Dad also had two cassettes that he had on constant rotation in his green Carolla, Abba’s Arrival and a random Beatles compilation tape that I’ve never found in any official discography. I don’t care how much you remaster and clean up these albums, Dancing Queen and Hey Jude sound best to me through two mono car door speakers.

 That’s how great music should be discovered, not through a television ad.

One of the worst offenders this year certainly has to be the insurance ad that mutilates Moving Pictures’ What About Me. Prior to it being slightly tarnished by a Mr Noll, this was a timeless Aussie ballad with great lyrics and melody. How could one improve on this? Why not add horrible whiney lyrics sung in embarrassing ocker accents? I’d like to file a claim. Your ad sucks.

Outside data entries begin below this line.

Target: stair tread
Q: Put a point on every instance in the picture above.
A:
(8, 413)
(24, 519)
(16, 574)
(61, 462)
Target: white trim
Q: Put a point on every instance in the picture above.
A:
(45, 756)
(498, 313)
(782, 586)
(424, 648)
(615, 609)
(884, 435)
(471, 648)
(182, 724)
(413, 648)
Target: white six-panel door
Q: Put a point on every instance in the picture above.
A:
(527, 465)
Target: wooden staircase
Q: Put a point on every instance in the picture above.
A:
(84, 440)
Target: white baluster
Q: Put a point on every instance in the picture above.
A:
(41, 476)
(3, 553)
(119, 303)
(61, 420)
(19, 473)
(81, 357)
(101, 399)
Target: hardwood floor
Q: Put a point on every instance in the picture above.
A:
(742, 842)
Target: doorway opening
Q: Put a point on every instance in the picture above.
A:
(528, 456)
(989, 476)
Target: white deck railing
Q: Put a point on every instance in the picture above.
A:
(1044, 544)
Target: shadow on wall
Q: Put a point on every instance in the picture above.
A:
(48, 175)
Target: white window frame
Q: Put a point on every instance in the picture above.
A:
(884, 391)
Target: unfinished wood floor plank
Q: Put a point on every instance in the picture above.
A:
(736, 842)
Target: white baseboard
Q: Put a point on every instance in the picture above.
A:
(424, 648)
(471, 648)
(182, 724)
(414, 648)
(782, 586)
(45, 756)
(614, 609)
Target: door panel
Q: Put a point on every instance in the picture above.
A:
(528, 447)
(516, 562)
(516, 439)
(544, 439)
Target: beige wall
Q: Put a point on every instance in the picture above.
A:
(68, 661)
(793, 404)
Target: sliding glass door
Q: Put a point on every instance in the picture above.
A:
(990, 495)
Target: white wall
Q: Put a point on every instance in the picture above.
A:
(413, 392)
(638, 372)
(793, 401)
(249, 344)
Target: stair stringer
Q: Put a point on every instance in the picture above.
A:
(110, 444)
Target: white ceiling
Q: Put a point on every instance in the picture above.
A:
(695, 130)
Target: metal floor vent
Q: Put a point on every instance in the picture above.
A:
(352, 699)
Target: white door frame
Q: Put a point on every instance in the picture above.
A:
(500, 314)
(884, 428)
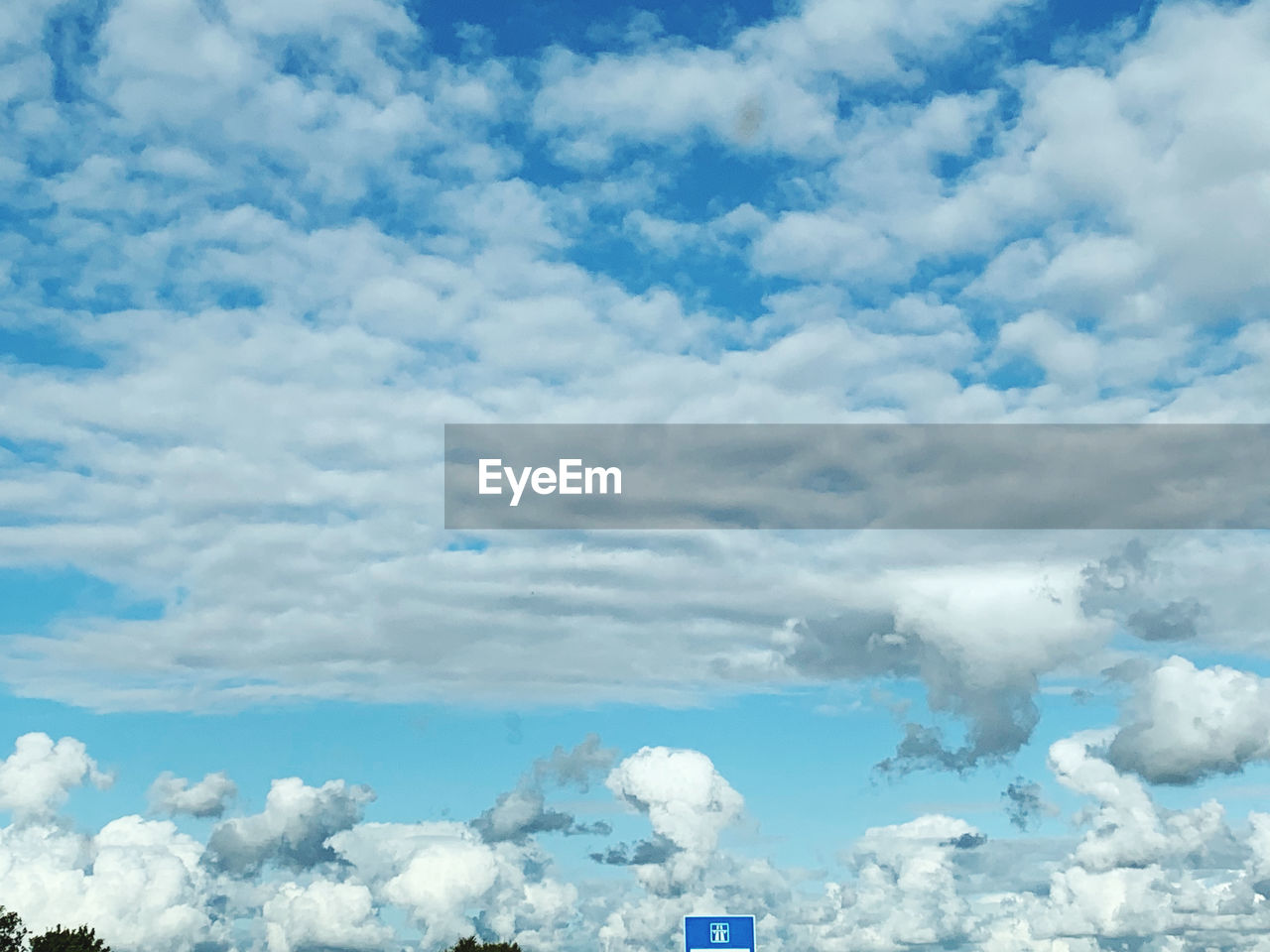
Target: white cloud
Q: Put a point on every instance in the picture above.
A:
(175, 794)
(37, 777)
(322, 914)
(1185, 722)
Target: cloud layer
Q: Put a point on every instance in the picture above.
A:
(1132, 871)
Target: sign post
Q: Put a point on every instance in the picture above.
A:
(719, 933)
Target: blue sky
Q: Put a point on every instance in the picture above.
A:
(257, 254)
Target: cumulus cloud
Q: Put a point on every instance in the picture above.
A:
(689, 803)
(37, 777)
(1120, 585)
(175, 794)
(291, 830)
(522, 811)
(324, 915)
(1025, 802)
(1135, 871)
(1184, 724)
(951, 629)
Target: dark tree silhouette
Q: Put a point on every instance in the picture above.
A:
(59, 939)
(13, 933)
(471, 944)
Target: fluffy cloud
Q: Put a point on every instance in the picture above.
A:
(37, 777)
(521, 811)
(1185, 722)
(688, 802)
(322, 914)
(291, 830)
(1138, 871)
(175, 794)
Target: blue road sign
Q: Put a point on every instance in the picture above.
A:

Brian Wilson is a musical genius who composed “teenage symphonies to God”. Pet Sounds by The Beach Boys is and will be my favourite album for all time. I’m sure Brian will be spinning in his grave or at least his sandpit if he heard the ad which features a bunch of overly excited salespeople prancing around to Good Vibrations. OK, so he’s not dead but you get my point. You know how the ads feature some customers who watch on with unimpressed looks on their faces. I’m pretty sure they aren’t actors. I’ll pay cash if you just stop.

 English ska band Madness produced some timeless pop classics in the eighties including Baggy Trousers and Our House. How pleased they must be to know that their perennial single It Must Be Love now features in an ad for nappies. A wonderfully romantic song that captures a beautiful moment in the human experience is now reduced to babies and bottoms. I’m sorry, but the nappies aren’t the only things being pooped on right now.

Writing of nappies, I’ve also noticed that MC Hammer’s You Can’t Stop This, which itself sampled Rick James’ Superfreak has now been converted to a jingle that features the line, “Stop, potty time.” OK, it’s far from a classic but even the man who composed the Addams Family rap deserves better treatment than this.

 Of course, I understand that there is big money in licensing these songs and songwriters and artists need to make a living. I just hate to see wonderful aural creations of art be trashed just to sell me some funeral plan insurance.